The interesting part is that instead of building a project management tool I
(unintended and accidental) invented a new way of working and doing projects
(now it is called TimeBlock)

I told other project managers, business owners, personal efficiency experts
and Makers about the method and people started copying it in more than half
the times I told about the method, to the point that 6 other business were
using the method before we had written a single line of code.

This way of working has made me and my consultancy business employees much
happier and we even had CEO's question if we hid something from them because
the projects ran so smoothly :)

Mail me or go to our website to learn more
[http://timeblock.com](http://timeblock.com)

------
randsp
Sorry for advertisement, I'm the cofounder of Planplex and maybe you could
find it useful for your needs:
[http://www.planplex.com](http://www.planplex.com)

Main features are:

\- <canvas> based and optimized for Chrome, it means Planplex supports
thousands of tasks

\- Collaborative with realtime chat

\- Links support to integrate with other tools like Git, Jira, Redmine...

\- Activity records to estimate the real progress of your tasks.

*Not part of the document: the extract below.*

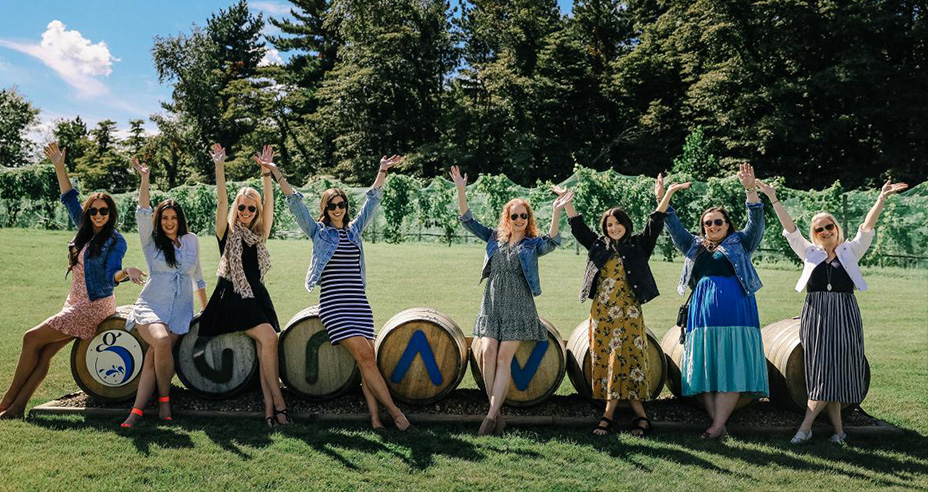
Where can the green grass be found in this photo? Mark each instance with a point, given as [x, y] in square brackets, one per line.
[71, 452]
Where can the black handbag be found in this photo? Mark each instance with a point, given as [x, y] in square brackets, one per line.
[682, 316]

Assign tasks
to people, press "play" on your assigned tasks and Planplex will estimate your
progress.

\- Calendars

\- Share your projects with clients or coworkers.

Check this out:
[https://www.planplex.com/frontend#public/juan/Public](https://www.planplex.com/frontend#public/juan/Public)

------
blooberr
I've been using self-hosted Redmine for over 4 years.

[https://www.digitalocean.com/features/one-click-
apps/redmine...](https://www.digitalocean.com/features/one-click-
apps/redmine/)

------
wikiwatchme
I've been happy with Trello. It's biggest benefit is the flexibility. You can
use it to fit into nearly any process.

The only thing I don't like is it is very manual. We're looking into
automating it, but not sure if the juice is worth the squeeze.